Zur Situation der Vermögensverwaltung in Deutschland
Zunächst einmal ist der Begriff "Vermögensverwaltung" in der Bundesrepublik nicht rechtlich geschützt. Vermögen kann also erst einmal jeder verwalten und steuern, sofern er jemanden findet, der ihm eben ein Vermögen anvertraut. Trotzdem kann so ein Vermögensverwalter natürlich nicht völlig beliebig schalten und walten, seine Lizenzierung muss er als seriöser Vertreter im Wealth Management schon bei der deutschen Finanzaufsichtsbehörde (BaFin) einholen.
Die Aufgabe des Vermögensverwalters bleibt über die Ländergrenzen hinweg gleich: Er soll im Auftrag des Vermögensinhabers dessen Kapital verwalten und idealerweise vermehren - in Verbindung mit einer zuvor abgesprochenen Strategie und einem individuellen Risikoprofil. Wie und wo genau das Kapital angelegt wird, unterscheidet sich natürlich je nach Vermögensverwalter. Ein Vorteil ist, dass dieser typischerweise auf alle möglichen Anlageinstrumente Zugriff hat und sich natürlich mit diesen auskennt. So kann er Kapital beispielsweise auch in Private Equity Märkte bringen, die für Privatanleger notorisch schwer greifbar sind.
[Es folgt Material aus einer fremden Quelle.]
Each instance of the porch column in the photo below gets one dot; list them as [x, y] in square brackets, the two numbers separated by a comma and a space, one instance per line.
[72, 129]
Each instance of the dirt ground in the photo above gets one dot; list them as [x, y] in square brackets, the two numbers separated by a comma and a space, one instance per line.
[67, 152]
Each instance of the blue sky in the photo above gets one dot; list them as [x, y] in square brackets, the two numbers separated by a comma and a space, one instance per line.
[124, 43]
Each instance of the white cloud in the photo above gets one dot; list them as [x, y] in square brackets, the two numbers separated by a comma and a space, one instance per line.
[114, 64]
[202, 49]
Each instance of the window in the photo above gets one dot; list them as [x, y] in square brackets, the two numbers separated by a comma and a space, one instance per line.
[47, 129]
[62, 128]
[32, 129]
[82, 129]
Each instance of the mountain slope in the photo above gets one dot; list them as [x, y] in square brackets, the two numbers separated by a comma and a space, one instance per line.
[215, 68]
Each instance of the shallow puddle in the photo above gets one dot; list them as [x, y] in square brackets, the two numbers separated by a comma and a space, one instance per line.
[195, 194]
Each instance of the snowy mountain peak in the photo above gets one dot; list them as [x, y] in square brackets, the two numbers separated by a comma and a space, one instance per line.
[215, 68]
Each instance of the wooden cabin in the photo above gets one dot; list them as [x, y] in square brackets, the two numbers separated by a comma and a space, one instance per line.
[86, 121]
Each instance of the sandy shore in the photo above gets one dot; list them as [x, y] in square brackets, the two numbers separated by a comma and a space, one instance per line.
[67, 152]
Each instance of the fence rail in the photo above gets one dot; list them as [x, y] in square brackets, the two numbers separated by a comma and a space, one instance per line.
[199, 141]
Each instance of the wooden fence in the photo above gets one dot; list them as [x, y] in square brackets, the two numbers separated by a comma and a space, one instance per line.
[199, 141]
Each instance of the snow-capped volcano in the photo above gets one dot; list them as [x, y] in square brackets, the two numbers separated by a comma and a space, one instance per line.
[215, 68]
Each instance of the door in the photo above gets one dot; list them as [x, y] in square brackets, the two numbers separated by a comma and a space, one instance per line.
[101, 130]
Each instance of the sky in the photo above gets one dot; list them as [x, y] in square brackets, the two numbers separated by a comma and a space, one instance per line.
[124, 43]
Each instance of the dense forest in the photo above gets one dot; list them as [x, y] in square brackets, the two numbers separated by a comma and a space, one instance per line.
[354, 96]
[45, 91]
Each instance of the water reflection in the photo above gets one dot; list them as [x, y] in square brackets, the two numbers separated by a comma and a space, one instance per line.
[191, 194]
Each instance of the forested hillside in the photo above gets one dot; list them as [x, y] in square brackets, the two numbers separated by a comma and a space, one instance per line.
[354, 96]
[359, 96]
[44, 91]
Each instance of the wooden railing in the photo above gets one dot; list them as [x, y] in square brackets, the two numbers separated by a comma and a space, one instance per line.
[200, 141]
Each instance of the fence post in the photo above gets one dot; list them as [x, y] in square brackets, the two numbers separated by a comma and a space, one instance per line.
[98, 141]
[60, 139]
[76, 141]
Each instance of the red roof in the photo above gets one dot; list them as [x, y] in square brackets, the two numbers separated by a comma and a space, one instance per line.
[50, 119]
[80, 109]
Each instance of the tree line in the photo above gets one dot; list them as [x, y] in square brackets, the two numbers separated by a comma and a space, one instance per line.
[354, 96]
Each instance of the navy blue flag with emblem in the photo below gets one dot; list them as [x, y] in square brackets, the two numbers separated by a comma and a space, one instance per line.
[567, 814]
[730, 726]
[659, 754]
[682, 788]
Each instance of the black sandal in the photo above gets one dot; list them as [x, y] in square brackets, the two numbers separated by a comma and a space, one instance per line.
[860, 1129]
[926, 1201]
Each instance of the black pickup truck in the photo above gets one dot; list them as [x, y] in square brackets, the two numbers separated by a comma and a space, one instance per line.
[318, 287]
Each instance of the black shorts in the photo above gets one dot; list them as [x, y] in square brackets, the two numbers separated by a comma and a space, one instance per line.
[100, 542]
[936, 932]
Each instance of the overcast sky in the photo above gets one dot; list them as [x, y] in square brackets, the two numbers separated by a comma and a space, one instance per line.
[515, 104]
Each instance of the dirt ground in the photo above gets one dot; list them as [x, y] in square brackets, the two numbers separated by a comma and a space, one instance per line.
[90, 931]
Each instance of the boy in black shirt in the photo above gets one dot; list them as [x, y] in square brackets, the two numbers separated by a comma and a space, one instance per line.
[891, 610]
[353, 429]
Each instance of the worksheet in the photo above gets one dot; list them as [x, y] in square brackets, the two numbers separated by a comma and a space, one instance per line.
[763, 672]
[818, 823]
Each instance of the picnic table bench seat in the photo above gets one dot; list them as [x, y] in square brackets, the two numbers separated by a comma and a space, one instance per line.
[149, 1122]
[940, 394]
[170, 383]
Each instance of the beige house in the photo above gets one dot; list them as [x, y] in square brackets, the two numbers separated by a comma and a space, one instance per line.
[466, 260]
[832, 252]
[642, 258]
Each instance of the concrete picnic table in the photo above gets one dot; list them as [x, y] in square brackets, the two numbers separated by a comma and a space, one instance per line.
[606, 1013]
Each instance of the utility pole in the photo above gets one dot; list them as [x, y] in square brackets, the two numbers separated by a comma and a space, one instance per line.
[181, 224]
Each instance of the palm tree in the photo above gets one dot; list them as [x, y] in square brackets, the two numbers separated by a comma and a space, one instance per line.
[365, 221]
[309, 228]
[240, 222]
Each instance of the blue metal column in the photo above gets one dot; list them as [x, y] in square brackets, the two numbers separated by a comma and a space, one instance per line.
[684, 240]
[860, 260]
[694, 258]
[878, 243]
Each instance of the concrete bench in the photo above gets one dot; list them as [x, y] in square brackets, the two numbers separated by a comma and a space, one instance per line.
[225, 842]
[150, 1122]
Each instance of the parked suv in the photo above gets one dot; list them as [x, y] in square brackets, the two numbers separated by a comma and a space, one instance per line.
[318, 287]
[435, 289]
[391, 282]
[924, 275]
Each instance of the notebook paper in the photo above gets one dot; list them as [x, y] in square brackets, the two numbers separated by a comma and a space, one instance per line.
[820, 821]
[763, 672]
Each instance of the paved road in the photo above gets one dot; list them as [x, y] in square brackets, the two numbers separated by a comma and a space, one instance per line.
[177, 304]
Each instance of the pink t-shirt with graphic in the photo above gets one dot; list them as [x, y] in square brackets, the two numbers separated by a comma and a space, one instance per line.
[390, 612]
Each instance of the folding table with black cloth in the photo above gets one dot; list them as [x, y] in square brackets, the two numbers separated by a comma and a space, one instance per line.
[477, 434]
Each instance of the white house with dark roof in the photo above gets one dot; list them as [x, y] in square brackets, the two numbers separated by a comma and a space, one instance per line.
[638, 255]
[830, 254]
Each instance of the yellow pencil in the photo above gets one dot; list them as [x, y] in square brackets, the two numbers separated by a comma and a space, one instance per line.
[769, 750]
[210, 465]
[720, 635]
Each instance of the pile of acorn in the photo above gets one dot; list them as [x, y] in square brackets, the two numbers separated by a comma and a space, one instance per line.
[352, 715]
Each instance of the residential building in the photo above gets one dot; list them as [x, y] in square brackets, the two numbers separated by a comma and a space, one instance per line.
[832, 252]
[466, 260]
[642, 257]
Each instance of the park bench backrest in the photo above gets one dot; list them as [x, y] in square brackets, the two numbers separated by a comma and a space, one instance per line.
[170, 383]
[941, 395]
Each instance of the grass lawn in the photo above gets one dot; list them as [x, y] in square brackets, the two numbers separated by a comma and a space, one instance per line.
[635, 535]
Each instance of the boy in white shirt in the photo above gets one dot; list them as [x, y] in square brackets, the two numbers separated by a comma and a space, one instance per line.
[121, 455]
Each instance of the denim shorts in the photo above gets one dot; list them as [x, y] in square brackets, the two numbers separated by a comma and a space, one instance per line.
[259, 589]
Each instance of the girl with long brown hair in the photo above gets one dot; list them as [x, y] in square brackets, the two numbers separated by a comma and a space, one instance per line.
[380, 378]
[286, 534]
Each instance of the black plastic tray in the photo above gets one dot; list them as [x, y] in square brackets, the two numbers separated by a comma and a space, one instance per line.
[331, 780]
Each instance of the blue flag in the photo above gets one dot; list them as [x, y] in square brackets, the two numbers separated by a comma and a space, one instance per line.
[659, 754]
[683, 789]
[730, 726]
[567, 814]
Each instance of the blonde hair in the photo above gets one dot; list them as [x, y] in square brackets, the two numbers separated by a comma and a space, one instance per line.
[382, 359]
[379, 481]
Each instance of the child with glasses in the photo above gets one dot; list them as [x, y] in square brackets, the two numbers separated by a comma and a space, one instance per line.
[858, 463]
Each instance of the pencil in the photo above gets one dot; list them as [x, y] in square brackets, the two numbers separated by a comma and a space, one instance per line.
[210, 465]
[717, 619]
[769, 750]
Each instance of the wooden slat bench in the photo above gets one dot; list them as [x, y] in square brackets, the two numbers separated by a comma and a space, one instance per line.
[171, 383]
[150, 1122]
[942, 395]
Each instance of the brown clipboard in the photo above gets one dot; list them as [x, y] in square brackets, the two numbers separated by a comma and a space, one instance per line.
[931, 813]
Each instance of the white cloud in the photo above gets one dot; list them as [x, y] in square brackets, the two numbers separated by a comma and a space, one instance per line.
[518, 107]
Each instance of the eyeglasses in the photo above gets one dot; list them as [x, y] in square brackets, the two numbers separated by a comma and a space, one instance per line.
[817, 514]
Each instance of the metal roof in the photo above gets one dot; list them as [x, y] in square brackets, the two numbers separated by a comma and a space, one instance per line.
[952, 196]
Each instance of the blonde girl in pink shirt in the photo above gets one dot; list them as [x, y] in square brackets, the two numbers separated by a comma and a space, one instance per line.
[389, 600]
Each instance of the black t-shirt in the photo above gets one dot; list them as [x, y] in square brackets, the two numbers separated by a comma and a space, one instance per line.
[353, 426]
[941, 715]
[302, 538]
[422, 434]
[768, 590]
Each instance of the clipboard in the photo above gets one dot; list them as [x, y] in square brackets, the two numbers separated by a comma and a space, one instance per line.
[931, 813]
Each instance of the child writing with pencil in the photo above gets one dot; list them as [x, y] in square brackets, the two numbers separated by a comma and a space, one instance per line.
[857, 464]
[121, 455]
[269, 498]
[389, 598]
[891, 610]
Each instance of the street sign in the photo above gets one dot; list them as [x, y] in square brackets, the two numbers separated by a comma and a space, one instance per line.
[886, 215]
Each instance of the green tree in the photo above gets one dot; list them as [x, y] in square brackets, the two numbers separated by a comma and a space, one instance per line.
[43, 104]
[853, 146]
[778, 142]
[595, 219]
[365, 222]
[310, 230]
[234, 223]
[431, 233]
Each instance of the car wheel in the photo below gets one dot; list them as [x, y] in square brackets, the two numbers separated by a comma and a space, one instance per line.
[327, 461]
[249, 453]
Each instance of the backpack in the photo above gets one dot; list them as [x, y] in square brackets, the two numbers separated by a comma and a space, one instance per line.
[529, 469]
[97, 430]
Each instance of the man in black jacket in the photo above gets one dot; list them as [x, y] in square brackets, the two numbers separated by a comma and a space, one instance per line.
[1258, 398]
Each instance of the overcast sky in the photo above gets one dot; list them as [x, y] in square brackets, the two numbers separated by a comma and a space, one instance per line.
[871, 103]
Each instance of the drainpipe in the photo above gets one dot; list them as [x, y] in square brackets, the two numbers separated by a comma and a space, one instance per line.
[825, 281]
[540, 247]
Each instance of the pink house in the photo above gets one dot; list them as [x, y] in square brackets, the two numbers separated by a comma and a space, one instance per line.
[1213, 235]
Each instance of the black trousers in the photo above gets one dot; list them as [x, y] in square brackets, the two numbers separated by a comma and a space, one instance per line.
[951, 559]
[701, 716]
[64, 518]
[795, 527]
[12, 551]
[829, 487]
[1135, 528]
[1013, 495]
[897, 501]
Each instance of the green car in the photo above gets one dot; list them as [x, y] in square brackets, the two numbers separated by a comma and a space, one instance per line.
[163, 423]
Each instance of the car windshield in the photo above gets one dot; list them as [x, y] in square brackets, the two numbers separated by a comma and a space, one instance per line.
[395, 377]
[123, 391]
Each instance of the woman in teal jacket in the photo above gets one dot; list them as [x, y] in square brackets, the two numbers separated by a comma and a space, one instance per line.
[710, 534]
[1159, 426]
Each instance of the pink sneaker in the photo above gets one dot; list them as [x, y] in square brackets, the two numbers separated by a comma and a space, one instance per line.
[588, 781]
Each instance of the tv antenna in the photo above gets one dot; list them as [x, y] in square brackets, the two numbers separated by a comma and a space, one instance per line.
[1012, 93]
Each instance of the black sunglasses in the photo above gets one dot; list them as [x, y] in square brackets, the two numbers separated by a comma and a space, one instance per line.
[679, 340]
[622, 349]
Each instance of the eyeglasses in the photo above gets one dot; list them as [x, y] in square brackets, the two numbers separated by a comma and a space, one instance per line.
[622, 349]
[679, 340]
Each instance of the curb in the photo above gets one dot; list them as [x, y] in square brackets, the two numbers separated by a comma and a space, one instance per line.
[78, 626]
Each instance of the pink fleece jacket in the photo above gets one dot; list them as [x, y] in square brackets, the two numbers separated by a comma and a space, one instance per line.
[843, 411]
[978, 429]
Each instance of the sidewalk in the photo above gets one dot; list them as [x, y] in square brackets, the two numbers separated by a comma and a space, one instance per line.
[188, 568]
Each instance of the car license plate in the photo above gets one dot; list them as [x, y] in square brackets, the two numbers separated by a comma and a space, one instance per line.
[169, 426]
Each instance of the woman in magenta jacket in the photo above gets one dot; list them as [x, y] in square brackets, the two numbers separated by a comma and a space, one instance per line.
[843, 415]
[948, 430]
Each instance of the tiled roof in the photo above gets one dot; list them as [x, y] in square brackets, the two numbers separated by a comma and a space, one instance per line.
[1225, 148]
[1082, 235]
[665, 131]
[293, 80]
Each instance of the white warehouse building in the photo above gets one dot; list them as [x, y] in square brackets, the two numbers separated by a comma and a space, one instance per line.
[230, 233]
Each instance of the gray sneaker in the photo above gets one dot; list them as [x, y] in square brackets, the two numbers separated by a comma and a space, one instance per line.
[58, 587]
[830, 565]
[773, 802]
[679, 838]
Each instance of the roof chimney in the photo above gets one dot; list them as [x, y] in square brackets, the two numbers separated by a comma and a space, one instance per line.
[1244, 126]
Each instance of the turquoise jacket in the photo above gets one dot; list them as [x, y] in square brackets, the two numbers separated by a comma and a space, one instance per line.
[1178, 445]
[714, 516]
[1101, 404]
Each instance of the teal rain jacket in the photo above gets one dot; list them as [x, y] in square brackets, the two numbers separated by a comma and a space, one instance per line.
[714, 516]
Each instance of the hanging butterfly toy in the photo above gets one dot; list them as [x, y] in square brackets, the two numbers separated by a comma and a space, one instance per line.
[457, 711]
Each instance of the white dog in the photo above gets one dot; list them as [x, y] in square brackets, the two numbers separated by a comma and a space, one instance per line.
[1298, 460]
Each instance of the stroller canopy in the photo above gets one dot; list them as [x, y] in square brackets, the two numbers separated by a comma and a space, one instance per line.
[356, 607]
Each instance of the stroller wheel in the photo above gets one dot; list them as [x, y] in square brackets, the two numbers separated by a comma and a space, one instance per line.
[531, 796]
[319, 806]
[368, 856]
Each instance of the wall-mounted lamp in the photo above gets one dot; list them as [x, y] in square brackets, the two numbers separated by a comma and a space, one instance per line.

In Deutschland wird die eigene Hausbank, wo der nennenswerte Teil des Vermögens lagert, normalerweise bei etwa 250.000 bis 500.000 Euro anklopfen und Möglichkeiten zur professionellen Vermögensverwaltung vorschlagen. Diese Angebote kannst, musst du aber nicht nutzen. Es steht dir natürlich ebenso frei sie einfach auszuschlagen, zumal die klassischen deutschen Groß- und Hausbanken nicht unbedingt für ihre prominente Stellung im Wealth Management bekannt sind.
Abgrenzung zum Anlageberater
Manchmal werden die Begriffe Vermögensverwalter und Anlageberater synonym zueinander genutzt, was aber bei genauerer Betrachtung nicht korrekt ist. Das fängt schon damit an, dass du einen Anlageberater auch mit einer kleinen Kapitalsumme beauftragen kannst. Das wird dann zwar nicht lohnenswert sein, da er teurer ist als die überschaubare Rendite, die ein kleines Kapital erwirtschaftet, möglich ist es aber dennoch. Vermögensverwaltungen hingegen haben bestimmte Eintrittsgrenzen.
Außerdem agieren sie mit einer limitierten Vollmacht. Während der Anlageberater jede Entscheidung mit dir bespricht und erst nach Zustimmung die notwendigen Schritte einleitet, agiert ein Vermögensverwalter völlig frei. Du wirst also nicht erst vorher gefragt, ob dir das jeweilige Rebalancing oder eine neue Position zusagen. Stimmen diese mit deinem Risikoprofil überein, kann der Vermögensverwalter frei darüber entscheiden.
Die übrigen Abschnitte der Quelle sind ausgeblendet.